The current Russian military operation has destroyed different parts of Ukraine. Although both sides suffered losses to quite an extent in the operation that began on February 24 (2022), the amount of damage in Ukraine is much higher. Apart from human beings, many of Ukraine’s architectural properties and other assets have also been affected by Russian aggression. One of the most important among them is the world’s largest aircraft, the Antonov An-225 Mriya. On February 26, a Russian missile attack destroyed Mriya. The Ukrainian Minister of Foreign Affairs, Dmytro Ivanovych Kuleba, confirmed the news, saying that Kiev would rebuild this aircraft.
Mriya, which means dream or inspiration in Ukrainian language, was manufactured by the Antonov Design Bureau in the Ukrainian SSR within the Soviet Union during the 1980s. However, this aircraft was not built for passenger transport, as it was a cargo aircraft. This aircraft was destroyed when a Russian missile hit the Hostomel Airport near Kiev on February 26 (2022).
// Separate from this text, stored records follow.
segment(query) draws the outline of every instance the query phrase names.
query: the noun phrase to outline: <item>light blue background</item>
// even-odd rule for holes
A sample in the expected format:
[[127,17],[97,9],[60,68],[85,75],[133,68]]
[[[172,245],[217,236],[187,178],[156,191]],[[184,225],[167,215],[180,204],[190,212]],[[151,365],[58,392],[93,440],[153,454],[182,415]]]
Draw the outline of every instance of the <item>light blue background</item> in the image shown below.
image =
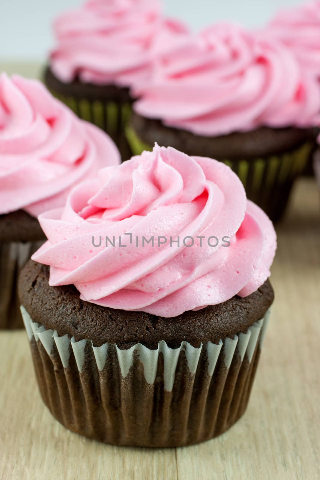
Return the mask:
[[[53,45],[53,18],[81,0],[0,0],[0,58],[42,61]],[[280,8],[299,0],[165,0],[166,13],[179,16],[196,30],[221,20],[259,26]]]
The Antonov Aeronautical Design Bureau of Ukraine had designed the aircraft during the Soviet Era in 1980s. Viktor Tolmachev (August 11, 1934 – June 7, 2018), a Russian engineer and a member of the Russian Academy of Natural Sciences, was the Chief Designer of the An-225 Mriya. Although Antonov built the aircraft in 1985, it took off on December 21, 1988 for the first time. After serving the Soviet Army for three years, the aircraft remained unused for eight long years. Later, Ukraine decided to use the aeroplane for commercial purposes.
Apart from being the largest aircraft in the world, An-225 Mriya created a number of records. It was also the heaviest aircraft in the world, and its wingspan was the largest. This aircraft could fly with a weight of more than 705 tonnes. It had created a record of carrying a single cargo weighing 189,980kg. It had also set a unique record of flying with 253,820kg of cargo. Tourists used to visit Ukraine every year mainly to have a good look at An-225 Mriya.
It may be mentioned here that the erstwhile Soviet Union had used An-225 Mriya to move rocket boosters, and even other aircraft, from one place to another during various space research programmes.